9. Cavs coach David Blatt: "We lost some defensive focus at the beginning of fourth quarter and allowed them to get back into their flow. And they’re good when they’re playing in their rhythm and flowing freely."
10. Basically, the Cavs learned what a lot of other teams are learning: The Hawks are very methodical, and when you take away one thing, they simply go to another. Nothing seems to distract them or get under their skin. They play the game the right way.
11. Just my opinion, but I thought the Cavs went too small in the fourth quarter. Neither Timofey Mozgov nor Tristan Thompson played in crunch time. Kendrick Perkins can’t seem to see the floor at all. Not sure why they signed Perkins if he’s not gonna play.
12. Nor can I figure out why Blatt has decided against using his biggest players late in the game. It’s something he’ll need to rectify for the playoffs. I’ve never coached in the league, but I have covered it for 21 years. And I’m confident in saying the Cavs will really need their centers/big men when the games mean the most.
13. This certainly isn’t intended to bury the coach. The Cavs (39-25) have really turned things around lately. Blatt is a major reason why. Plus, they were playing their third game in four nights, with another Saturday (at home vs. Phoenix). The Hawks had two days of rest. That’s not an excuse, because this was a winnable game at one point and the Cavs blew it. But they also looked fatigued during some important stretches.
14. As Blatt said: "We showed some character getting back in it, but (the first-quarter deficit) probably cost us at the end."
15. Blatt received his first technical of his NBA career when James was whistled for an offensive foul. It was a horrible call in a game full of them, both ways. "I just think LeBron’s getting hit every time he goes to the basket," Blatt said of the technical, "and half of them are getting ignored."
16. Meanwhile, LeBron summed up his night this way: "I sucked."
17. If the teams meet in the playoffs, which they very well could, the Cavs probably understand now that they’ll have to compete for the full 48 minutes. They’re so talented, that’s not always the case. But against the Hawks, they can’t get caught up in some of this one-on-one business. They absolutely must move the ball.

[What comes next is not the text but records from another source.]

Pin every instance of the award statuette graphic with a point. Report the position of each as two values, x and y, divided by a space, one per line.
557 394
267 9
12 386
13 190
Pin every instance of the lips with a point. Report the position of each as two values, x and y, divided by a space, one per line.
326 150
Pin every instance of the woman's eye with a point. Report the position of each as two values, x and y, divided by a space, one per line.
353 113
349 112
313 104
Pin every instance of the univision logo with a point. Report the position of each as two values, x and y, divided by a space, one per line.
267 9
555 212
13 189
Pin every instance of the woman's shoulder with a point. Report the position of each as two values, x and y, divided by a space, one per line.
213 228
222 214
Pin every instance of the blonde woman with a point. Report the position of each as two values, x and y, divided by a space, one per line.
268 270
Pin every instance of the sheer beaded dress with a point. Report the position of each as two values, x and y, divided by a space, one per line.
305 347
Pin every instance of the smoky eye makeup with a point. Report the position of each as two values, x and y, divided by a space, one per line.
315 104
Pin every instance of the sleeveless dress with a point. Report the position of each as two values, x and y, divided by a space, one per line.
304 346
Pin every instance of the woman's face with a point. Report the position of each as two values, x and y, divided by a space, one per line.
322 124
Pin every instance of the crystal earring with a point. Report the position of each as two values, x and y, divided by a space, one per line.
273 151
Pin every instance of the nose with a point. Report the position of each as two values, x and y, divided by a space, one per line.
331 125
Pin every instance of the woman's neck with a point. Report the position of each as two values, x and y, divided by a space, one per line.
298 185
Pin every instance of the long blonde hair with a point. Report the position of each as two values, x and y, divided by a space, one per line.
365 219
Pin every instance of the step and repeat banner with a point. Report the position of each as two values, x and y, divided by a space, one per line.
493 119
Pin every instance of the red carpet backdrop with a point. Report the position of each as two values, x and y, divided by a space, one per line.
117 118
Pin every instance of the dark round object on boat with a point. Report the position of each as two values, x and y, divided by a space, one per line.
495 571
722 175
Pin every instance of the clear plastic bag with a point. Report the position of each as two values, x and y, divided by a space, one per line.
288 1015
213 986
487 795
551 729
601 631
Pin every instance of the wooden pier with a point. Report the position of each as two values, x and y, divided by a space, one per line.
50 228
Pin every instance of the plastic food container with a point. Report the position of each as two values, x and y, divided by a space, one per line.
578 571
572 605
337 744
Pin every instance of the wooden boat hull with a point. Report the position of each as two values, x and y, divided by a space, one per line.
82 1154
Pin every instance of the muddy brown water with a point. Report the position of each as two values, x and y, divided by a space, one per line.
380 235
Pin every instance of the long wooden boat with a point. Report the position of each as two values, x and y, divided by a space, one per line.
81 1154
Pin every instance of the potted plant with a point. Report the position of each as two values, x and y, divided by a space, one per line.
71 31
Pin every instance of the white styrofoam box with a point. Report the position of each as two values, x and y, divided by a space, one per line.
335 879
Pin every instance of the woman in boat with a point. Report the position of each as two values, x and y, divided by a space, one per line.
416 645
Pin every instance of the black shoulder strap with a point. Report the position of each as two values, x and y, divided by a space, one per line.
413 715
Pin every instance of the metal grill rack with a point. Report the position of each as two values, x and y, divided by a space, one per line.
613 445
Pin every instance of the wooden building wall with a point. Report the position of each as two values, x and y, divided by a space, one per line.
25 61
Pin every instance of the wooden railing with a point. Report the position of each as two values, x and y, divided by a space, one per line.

18. The Hawks did an outstanding job of forcing LeBron away from the basket and often toward the sidelines. That caused him to try to throw the ball across the court, and it was turnover city, baby.
19. One thing that makes the Hawks’ undersized big men so effective is the fact they have excellent mid-range games. Both center Al Horford (19 points) and power forward Paul Millsap (16 points, three steals) are mobile and can handle the ball. They can cut, catch and shoot in traffic, and really pass the ball. Horford and Millsap are playing in a system built for their skills.
20. This is hardly the end of the world for the Cavs. They have some things that need cleaned up, but they are a lot closer to the Hawks than they were two months ago. They may not meet for another month and a half. So there is still time to figure it out. It’s just that right now, reality has set in. If the Cavs are to beat the Hawks in a seven-game series, they will need to play even better than they have been.